Craig Goodings, on the other hand, says Cumberland has handled the entire project “by the book.”
“It’s a great community. We’ve been working long and hard and we’re in a partnership with Baker Lake,” Goodings says. “There isn’t a lot of issues here. The community wants it and there isn’t a lot of environmental red flags.”
Goodings says, for example that both traditional knowledge and standard scientific research show that the Kivalliq’s big caribou herds bypass the area on annual migrations to calving grounds further north.
He points to numerous meetings and consultations that Cumberland has conducted in Baker Lake with elders and other groups, and the extensive environmental and social research it has already done.
“We’ve got everybody happy before we’ve even started,” Goodings says.
For that reason, Cumberland has set an aggressive schedule that would see it get all required licences and permits by May 2004.

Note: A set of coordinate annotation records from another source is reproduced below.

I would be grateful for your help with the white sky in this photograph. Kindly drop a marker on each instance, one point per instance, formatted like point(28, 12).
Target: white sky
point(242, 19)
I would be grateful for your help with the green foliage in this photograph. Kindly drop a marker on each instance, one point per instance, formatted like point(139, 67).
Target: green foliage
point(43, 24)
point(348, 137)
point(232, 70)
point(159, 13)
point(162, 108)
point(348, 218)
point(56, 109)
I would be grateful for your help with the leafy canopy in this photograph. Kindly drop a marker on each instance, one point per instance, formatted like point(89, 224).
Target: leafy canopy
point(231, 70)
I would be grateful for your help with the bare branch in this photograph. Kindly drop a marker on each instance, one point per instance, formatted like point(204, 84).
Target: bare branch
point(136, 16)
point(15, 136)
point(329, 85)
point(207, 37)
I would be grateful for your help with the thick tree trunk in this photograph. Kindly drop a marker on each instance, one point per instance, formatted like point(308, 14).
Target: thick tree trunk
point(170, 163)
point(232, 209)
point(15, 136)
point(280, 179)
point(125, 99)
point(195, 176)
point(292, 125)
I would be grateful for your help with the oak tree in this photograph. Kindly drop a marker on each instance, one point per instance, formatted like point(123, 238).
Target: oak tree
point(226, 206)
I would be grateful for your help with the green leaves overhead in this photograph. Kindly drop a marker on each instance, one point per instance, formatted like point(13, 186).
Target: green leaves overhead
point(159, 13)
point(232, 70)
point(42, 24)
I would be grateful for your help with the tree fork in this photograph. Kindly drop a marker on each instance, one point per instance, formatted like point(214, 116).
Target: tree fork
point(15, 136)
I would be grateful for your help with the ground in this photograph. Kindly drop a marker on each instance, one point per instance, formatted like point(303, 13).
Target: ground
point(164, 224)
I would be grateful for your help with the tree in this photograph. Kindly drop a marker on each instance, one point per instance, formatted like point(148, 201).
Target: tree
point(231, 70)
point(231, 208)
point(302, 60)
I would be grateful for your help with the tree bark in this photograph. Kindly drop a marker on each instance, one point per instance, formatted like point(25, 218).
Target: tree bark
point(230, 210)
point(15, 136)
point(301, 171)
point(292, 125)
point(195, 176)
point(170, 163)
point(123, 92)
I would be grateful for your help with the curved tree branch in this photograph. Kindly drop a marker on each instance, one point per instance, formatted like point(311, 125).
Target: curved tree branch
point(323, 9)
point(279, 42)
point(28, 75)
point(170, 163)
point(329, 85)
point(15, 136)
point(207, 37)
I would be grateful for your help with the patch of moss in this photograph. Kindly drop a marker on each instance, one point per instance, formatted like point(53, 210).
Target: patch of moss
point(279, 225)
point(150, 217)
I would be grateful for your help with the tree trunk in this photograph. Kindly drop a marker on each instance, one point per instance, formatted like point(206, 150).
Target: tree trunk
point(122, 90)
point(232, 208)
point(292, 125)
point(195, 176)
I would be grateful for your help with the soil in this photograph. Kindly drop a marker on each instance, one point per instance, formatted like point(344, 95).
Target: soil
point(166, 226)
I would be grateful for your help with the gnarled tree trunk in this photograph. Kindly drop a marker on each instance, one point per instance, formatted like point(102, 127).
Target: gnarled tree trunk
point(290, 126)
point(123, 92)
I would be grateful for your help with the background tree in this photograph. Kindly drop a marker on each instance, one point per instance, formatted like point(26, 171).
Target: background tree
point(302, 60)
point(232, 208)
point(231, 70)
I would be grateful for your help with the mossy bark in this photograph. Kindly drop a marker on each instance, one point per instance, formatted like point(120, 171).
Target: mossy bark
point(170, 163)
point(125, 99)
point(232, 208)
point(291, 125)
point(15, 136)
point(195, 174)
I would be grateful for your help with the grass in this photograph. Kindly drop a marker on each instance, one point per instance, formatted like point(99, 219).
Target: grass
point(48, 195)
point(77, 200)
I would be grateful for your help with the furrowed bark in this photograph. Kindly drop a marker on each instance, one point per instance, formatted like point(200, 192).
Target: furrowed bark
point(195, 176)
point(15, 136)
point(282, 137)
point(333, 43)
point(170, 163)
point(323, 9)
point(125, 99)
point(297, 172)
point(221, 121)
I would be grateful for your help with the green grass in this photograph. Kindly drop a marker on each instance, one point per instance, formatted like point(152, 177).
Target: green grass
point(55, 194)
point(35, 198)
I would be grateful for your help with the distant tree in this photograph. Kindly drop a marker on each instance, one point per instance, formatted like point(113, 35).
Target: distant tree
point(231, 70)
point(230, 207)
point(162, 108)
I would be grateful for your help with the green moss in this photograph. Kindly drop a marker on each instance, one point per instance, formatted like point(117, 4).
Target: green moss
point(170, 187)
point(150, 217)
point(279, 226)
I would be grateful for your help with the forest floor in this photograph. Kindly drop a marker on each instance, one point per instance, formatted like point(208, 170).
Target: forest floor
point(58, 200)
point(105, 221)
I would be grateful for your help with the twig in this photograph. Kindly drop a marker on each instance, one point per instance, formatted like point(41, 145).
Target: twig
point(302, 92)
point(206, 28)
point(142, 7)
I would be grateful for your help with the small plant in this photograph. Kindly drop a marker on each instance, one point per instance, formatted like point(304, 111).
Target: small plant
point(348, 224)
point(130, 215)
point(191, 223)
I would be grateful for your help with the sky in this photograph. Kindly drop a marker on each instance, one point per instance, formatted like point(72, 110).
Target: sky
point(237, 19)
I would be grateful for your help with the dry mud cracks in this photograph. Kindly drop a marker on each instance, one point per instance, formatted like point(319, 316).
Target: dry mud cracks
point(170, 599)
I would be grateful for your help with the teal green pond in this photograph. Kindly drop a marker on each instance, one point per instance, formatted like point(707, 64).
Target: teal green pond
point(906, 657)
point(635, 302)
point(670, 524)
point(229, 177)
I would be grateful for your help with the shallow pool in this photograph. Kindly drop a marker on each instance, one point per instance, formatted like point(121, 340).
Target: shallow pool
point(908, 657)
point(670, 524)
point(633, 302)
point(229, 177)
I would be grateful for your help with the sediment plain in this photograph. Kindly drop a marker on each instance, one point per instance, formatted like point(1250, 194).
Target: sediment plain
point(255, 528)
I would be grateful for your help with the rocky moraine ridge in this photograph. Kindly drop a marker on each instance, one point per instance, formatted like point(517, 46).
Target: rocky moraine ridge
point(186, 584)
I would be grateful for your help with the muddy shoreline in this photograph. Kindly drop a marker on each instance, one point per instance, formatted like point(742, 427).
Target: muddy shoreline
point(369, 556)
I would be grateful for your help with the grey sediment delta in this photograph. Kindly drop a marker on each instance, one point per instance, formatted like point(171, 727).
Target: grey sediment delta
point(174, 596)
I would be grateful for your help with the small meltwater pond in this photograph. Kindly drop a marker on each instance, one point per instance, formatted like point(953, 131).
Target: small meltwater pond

That may be the toughest part of the plan. At least 18 organizations, management boards, and government departments will get to grab a piece of the Meadowbank proposal.
And in Baker Lake, there are people who are more skeptical than happy. Kotelewetz says he represents a minority of Baker Lake residents who, although they’re not against the mine, still have a lot of questions about how public health and the environment will be protected.
“I know there are a great number of people who do understand what the consequences can be like and they are concerned about this, and justifiably so,” Kotelewetz says.
“But they’re just overwhelmed by the numbers that don’t. The people who are now working for Cumberland, it’s like a small army that go around saying don’t listen to those guys, they’re just trying to prevent development.”